To explore the determinants of hepatic uptake, 16 compounds were investigated with different physicochemical and disposition characteristics, including five statins, three sartans, saquinavir, ritonavir, erythromycin, clarithromycin, nateglinide, repaglinide, fexofenadine, and bosentan. Freshly isolated rat hepatocytes in suspension were used with the oil-spin method to generate kinetic parameters. Clearances, via passive diffusion (P(diff)) and active uptake (CL(active), characterized by maximal uptake rate and K(m)), were estimated from the initial uptake rate data over a 0.01 to 100 μM concentration range. The K(m) values had a range of 15-fold, with 10 of the 16 drugs with K(m) < 10 μM (median 6 μM). Both CL(active) and P(diff) ranged over 100-fold (median 188 and 14 μl/min/10⁶ cells). Assessment of the relative contribution of P(diff) and CL(active) indicated that, at low concentrations (approximately 0.1 μM), the active process contributes >80% to the overall uptake for buy starlix 13 drugs. Although high P(diff) values were obtained for ritonavir and repaglinide, active process contributed predominantly to uptake; in contrast, high passive permeability dominates over transporter-mediated uptake for saquinavir over the full concentration range. For bosentan and erythromycin, active and passive processes were equally important. Hepatocyte-to-medium unbound concentration ratio was >10 for 9 of the 16 drugs, ranging from 2 to 494 for bosentan and atorvastatin, respectively. Some drugs showed extensive intracellular binding (fraction unbound range 0.01-0.6), which was not correlated with active uptake. LogD₇.₄ correlated significantly with P(diff) and the extent of intracellular binding but not with active uptake. This study provides systematic assessment of the role of active uptake relative to the passive process; implications of the findings are discussed.

starlix drug 2017-08-14

This study was performed to examine the efficacy and safety of mitiglinide in type 2 diabetes patients (T2DM). Enrolled patients had received treatment with diet and exercise in the previous 3 months with glycosylated haemoglobin (HbA1c) 7-10%, and were randomized to receive mitiglinide (n = 111, 5-20 mg/meal) or nateglinide (n = 114,60-120 mg/meal) for 16 weeks. Primary and secondary efficacy endpoints were assessed by the changes in HbA1c, fasting blood glucose (FBG) and postprandial glucose (PBG) levels. The baseline HbA1c value was 8.2 and 8.3% in both groups. At the end of study, the reduction of HbA1c values from baseline by mitiglinide was slightly more than that by nateglinide (-1.11% vs. -0.76%), but not statically significant (p = 0.06). Final FBG and buy starlix PBG were comparable for the two treatments. There were 2.8% subjects treated with nateglinide who had hypoglycaemic episodes, but none in the mitiglinide treatment group. The results indicate that mitiglinide and nateglinide had similar effects on FBG, PBG and HbA1c in T2DM patients after the 16-week treatments.

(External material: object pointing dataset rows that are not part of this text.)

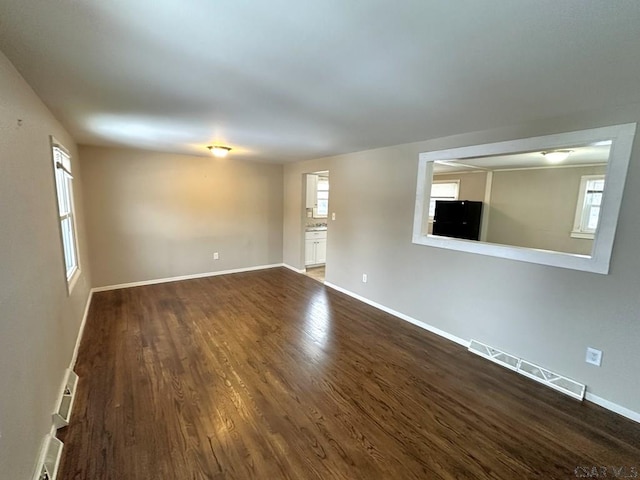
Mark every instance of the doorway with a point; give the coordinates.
(315, 224)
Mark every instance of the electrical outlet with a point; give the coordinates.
(594, 356)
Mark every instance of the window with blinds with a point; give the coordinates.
(64, 190)
(442, 190)
(588, 207)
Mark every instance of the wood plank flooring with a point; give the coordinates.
(272, 375)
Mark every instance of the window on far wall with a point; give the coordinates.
(588, 206)
(442, 190)
(322, 210)
(64, 190)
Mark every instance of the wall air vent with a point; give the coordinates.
(65, 404)
(495, 355)
(553, 380)
(49, 459)
(530, 370)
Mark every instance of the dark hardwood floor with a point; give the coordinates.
(272, 375)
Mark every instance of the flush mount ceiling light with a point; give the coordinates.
(219, 151)
(556, 156)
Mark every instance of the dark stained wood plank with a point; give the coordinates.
(271, 375)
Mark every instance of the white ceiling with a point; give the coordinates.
(578, 156)
(287, 80)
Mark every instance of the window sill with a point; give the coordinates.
(586, 236)
(71, 281)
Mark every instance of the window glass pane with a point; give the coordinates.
(65, 209)
(323, 207)
(592, 222)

starlix pill images 2017-08-10

Single-dose pharmacokinetics were studied in 8 patients with type 2 diabetes and a low creatinine clearance (range 1.8-16.5 ml/min/1.73 m2) up to 6 hours after 90 mg nateglinide administration. Next, we treated another group of 8 patients undergoing regular hemodialysis with nateglinide 90 mg/day for 1-3 months. The effect of hemodialysis on metabolite buy starlix accumulation was then tested.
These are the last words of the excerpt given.